3D printing for foodstuffs
3D printers have the potential to revolutionize the industry as we know it. Whether they make it or not depends not least on how efficient and precise we can make them.
3D printing in the food industry combines the areas of “high technology” and “great pleasure” in the most exciting way. Because the 3D printer serves one of the oldest rules of sophisticated cuisine: “You eat with your eyes first”. And thanks to modern 3D printers, the eyes get a lot to see.
Alongside the “classic” applications for manufacturing machine parts and baking moulds, for a number of years foods themselves have been printed. As long as 10 years ago, NASA began researching the use of 3D printers to produce food for astronauts. Here on the earth, the development of 3D printers for foodstuffs is still frowned upon as a gimmick. However, the advantages of printed food cannot simply be dismissed. The increasing number of people with allergies and intolerances make it sensible to prepare nourishment individually. The individual vitamin and mineral balance in the body can be corrected individually and automatically using nutritional supplements. Diets can be much better and more easily implemented with meals tailored to the current calorie needs. For old and ill people, nutrition can be tailored to medical needs.

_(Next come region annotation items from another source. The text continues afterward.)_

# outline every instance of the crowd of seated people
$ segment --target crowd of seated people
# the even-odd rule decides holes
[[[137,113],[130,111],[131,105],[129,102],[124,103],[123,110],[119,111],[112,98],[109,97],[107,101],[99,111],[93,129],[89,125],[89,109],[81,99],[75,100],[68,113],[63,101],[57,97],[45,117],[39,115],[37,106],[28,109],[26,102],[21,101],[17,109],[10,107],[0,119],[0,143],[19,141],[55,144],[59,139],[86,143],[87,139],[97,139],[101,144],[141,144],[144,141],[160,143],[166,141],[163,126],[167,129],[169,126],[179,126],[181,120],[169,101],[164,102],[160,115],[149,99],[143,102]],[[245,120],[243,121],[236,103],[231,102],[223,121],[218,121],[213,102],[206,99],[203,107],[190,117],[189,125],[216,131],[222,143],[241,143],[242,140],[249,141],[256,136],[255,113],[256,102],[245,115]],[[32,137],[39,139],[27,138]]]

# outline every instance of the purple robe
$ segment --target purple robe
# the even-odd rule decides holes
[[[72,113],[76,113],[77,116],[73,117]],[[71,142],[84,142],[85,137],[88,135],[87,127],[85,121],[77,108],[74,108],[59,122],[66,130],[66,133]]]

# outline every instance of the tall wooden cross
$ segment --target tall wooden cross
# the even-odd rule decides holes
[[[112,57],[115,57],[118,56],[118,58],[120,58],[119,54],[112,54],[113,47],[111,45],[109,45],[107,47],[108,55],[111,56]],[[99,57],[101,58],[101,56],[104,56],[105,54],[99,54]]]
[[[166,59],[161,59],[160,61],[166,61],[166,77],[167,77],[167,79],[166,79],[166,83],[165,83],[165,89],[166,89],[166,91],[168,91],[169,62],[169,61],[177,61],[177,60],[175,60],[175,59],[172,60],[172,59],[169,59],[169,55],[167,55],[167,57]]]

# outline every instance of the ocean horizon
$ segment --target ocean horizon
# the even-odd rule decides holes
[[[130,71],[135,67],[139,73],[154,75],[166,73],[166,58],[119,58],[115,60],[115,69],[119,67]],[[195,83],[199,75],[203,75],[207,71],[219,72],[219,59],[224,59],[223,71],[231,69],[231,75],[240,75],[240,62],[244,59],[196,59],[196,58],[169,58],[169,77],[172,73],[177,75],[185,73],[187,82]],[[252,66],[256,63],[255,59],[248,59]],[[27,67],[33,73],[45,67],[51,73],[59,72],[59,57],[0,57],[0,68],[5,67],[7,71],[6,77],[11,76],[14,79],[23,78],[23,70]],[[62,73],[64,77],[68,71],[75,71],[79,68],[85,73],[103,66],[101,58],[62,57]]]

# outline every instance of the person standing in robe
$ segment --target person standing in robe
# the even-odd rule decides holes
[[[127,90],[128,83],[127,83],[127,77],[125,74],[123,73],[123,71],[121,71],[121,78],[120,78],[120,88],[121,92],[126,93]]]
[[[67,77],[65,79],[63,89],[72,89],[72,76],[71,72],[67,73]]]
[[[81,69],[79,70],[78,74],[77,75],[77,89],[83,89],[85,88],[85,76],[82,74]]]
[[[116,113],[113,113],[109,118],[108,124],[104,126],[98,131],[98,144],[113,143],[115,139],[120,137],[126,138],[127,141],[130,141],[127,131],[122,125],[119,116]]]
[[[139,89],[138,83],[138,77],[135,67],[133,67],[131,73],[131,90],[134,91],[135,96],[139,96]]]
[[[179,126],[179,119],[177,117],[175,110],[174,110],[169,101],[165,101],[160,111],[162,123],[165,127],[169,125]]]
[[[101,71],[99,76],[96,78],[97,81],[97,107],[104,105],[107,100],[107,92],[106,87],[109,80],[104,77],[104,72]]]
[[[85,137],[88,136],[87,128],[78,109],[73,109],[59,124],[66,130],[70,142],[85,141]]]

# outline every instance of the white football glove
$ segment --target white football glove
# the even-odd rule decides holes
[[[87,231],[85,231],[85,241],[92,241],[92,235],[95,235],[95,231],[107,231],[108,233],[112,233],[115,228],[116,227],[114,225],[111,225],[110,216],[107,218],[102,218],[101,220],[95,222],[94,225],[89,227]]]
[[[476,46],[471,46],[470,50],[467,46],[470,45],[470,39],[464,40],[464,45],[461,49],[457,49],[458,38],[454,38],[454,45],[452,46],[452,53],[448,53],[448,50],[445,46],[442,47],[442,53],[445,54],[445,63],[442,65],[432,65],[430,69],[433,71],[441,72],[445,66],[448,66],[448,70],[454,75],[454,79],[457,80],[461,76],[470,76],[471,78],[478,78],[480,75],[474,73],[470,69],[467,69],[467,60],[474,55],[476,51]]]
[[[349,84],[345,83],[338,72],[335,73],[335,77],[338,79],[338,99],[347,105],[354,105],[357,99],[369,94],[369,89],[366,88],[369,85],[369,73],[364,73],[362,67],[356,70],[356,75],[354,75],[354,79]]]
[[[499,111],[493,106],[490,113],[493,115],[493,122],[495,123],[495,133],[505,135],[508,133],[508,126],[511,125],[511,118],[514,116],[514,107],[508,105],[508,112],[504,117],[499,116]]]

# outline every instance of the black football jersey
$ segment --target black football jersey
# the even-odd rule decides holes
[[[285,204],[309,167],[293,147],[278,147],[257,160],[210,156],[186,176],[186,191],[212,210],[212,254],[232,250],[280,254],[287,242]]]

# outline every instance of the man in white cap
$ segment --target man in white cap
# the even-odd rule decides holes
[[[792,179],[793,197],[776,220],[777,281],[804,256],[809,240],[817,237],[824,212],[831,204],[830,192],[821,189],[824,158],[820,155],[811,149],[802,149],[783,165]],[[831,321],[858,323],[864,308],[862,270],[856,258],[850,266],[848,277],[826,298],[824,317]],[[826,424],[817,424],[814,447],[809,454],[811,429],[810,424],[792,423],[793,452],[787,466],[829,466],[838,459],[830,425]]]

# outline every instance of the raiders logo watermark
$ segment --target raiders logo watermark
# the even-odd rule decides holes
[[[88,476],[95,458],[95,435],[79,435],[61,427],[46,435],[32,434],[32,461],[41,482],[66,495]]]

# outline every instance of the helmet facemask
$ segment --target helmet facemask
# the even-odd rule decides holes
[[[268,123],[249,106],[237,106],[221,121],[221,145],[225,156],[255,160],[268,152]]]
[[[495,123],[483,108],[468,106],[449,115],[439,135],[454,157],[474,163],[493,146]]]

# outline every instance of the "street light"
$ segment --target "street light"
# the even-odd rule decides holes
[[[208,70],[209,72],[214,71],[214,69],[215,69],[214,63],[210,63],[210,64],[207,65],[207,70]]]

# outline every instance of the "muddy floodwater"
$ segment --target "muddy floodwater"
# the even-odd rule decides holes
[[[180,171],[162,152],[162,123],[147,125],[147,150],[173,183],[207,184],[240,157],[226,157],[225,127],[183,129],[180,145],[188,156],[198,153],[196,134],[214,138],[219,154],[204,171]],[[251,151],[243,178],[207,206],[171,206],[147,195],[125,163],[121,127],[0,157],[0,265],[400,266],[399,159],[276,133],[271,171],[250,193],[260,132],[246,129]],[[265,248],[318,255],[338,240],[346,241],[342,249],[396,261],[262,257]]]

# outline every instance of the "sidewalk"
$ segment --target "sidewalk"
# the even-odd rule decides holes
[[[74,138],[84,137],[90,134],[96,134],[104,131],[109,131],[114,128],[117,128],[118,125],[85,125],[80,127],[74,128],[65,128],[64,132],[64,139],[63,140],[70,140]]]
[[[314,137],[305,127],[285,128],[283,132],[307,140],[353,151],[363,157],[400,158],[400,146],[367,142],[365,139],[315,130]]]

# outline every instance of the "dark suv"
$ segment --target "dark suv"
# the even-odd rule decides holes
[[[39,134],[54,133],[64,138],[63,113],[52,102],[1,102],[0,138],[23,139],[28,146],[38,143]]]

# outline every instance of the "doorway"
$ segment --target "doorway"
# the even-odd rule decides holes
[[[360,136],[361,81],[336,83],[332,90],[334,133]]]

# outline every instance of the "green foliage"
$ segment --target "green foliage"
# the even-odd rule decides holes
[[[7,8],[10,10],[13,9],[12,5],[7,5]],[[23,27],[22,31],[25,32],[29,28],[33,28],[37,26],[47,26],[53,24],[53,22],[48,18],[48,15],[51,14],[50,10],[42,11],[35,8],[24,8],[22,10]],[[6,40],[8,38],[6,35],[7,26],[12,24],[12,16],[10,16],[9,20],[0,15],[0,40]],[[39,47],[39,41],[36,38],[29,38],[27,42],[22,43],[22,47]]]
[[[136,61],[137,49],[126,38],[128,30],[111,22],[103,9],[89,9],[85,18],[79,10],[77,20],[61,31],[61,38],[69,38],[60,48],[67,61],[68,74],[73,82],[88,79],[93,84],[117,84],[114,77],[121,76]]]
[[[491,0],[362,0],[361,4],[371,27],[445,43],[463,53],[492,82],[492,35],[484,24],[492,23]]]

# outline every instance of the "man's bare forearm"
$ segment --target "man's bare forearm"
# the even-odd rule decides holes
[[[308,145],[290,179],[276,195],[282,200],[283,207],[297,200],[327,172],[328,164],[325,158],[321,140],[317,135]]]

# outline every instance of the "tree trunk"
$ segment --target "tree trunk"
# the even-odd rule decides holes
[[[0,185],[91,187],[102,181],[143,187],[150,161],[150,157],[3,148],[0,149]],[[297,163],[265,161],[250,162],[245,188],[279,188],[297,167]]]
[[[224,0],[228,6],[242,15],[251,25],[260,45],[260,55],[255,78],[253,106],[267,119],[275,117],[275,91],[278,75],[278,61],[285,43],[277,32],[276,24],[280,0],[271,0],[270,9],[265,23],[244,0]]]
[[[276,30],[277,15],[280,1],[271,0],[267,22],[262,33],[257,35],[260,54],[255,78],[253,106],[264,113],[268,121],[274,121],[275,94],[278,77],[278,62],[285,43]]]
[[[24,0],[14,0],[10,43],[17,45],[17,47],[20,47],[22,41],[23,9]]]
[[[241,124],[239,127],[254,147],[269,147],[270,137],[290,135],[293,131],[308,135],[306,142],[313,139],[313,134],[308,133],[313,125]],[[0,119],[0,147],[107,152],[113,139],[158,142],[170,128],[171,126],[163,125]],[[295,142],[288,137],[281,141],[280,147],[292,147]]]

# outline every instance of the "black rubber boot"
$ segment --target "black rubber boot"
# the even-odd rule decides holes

All of these things can clearly be achieved without 3D printers – just as three quarters of a century ago meals could also be heated up without a microwave oven. At the time, the new technology was suspect for many people. The devices only made an appearance in the kitchen slowly. Whether the 3D printer will have a similar success history as the microwave oven depends on many factors. The development of the prices for the devices will certainly be decisive. Reducing costs for the new technology will lead to increasing value for industry. And it will ultimately provide the supply as soon as the demand increases.
3D printers have already made the first steps towards suitability for the masses. Not only small companies and start-ups, but also large companies such as the Italian pasta giant, Barilla, have long been researching the new technology. It will probably be a few years before the first mass-produced 3D printers are in our kitchens. But it is certain that the great potential of the new technology has developed a dynamic that will drive advances.